Lei fece del suo meglio per rimanere impassibile e limitarsi a sorridere.
Stephen stava solo reggendo il gioco, giusto?
"Sono sicuro di sì, vero Daisy?" Gilbert le fece l'occhiolino "Immaginate che bello sarebbe se entrambi andaste a Yale l'anno prossimo! Potreste stare insieme nel campus e-"
"Ha proprio ragione" intervenne Daisy "ci scusi, ma dobbiamo davvero andare ora. Buone vacanze!"
Prima che Gilbert potesse partire di nuovo all'attacco, Daisy prese Stephen per un braccio e lo trascinò per il corridoio finché non si ritrovarono fuori scuola.
"Gilbert mi sta proprio simpatico" annunciò lui, una volta fuori.
Si era infilato il berretto sul capo, ma, probabilmente per la fretta, ora era storto.
Daisy si trattenne dal sistemarglielo, perciò si assicurò che il proprio le coprisse bene le orecchie.
Sentiva che il suo naso stava già diventando di ghiaccio.
"Stavi improvvisando prima, vero?" domandò invece "Quando hai parlato di passare le vacanze insieme"
Lui sembrò arrossire, ma poteva benissimo essere il freddo a fargli quell'effetto.
"Qui fa troppo freddo per parlare" disse "andiamo all'Armory"
Oh no, pensò Daisy, di solito sono io quella che elude le domande.
Giunsero al bar dopo poco tempo e, quando vi entrarono, il calore dato dal riscaldamento e dai caloriferi accesi fu di conforto.
C'era qualcosa di incredibilmente rassicurante nell'essere al caldo dopo essere stati al freddo.
Jamie, la cameriera dell'altra volta, arrivò per prendere le ordinazioni.
Questa volta, nonostante Daisy avesse ordinato di nuovo una tazza di cioccolata calda con la cannella, Stephen ordinò un espresso.

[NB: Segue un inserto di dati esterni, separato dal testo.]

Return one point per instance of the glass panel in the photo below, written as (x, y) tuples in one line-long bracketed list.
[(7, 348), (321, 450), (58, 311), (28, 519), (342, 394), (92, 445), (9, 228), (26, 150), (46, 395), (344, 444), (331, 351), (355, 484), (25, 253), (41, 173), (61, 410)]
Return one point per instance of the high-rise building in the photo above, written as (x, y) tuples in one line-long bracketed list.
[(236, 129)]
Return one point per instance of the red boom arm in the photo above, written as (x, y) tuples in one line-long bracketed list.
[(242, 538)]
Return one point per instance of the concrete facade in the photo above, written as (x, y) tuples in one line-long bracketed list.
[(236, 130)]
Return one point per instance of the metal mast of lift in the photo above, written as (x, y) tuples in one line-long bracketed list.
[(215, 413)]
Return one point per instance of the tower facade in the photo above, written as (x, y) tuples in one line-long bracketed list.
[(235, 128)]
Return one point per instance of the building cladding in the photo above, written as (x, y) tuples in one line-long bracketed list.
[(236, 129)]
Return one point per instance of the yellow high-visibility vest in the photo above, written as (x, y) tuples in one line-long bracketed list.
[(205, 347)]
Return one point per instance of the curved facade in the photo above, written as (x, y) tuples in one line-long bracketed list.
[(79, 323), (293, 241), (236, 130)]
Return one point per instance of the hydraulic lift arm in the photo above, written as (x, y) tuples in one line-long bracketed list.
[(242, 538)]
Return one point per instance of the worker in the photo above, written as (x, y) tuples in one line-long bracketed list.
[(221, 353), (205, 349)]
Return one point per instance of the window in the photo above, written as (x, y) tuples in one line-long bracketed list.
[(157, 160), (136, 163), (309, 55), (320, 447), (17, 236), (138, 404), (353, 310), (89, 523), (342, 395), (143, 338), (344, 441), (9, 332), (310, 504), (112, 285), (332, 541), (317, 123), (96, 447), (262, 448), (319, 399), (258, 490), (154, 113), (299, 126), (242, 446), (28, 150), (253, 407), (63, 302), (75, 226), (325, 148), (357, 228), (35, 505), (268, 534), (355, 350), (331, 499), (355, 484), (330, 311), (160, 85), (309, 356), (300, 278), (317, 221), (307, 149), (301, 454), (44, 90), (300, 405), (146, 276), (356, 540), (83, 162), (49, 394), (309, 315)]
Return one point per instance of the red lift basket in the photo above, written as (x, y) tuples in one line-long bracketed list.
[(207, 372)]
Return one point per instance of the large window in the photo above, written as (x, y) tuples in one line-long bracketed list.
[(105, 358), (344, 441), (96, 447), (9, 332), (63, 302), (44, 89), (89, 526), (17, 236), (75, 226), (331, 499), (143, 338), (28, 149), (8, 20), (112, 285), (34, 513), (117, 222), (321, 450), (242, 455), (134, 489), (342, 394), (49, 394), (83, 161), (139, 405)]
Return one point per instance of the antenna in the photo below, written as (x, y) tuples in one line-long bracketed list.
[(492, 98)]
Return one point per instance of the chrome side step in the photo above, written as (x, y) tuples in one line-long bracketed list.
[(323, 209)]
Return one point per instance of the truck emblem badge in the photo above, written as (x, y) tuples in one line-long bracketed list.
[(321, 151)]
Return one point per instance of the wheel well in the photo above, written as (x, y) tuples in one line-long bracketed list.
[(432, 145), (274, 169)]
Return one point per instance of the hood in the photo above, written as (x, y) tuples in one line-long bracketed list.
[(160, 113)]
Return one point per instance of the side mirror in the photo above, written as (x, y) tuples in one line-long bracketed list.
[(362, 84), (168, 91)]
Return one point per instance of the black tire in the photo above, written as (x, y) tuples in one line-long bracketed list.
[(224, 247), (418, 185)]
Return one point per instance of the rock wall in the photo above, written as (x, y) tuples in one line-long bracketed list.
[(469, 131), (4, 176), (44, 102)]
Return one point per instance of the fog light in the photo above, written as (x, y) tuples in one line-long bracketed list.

Mentre la cameriera andava via, Daisy si ritrovò a pensare che ormai l'Armory sembrava diventato il loro ritrovo abituale per parlare della loro missione e si disse che se al posto della cioccolata calda avesse ordinato un milkshake con la panna si sarebbe sentita come se fosse da Pop's con gli abitanti di Riverdale.
"Ora siamo al caldo" disse alla fine "vuoi dirmi cosa ti passa per la mente?"
Stephen rimase in silenzio qualche istante, come se stesse scegliendo quali parole usare.
"I miei genitori mi hanno fatto una proposta, ieri" iniziò "proposta da estendere a te"
Daisy si mosse sulla sedia, un po' a disagio.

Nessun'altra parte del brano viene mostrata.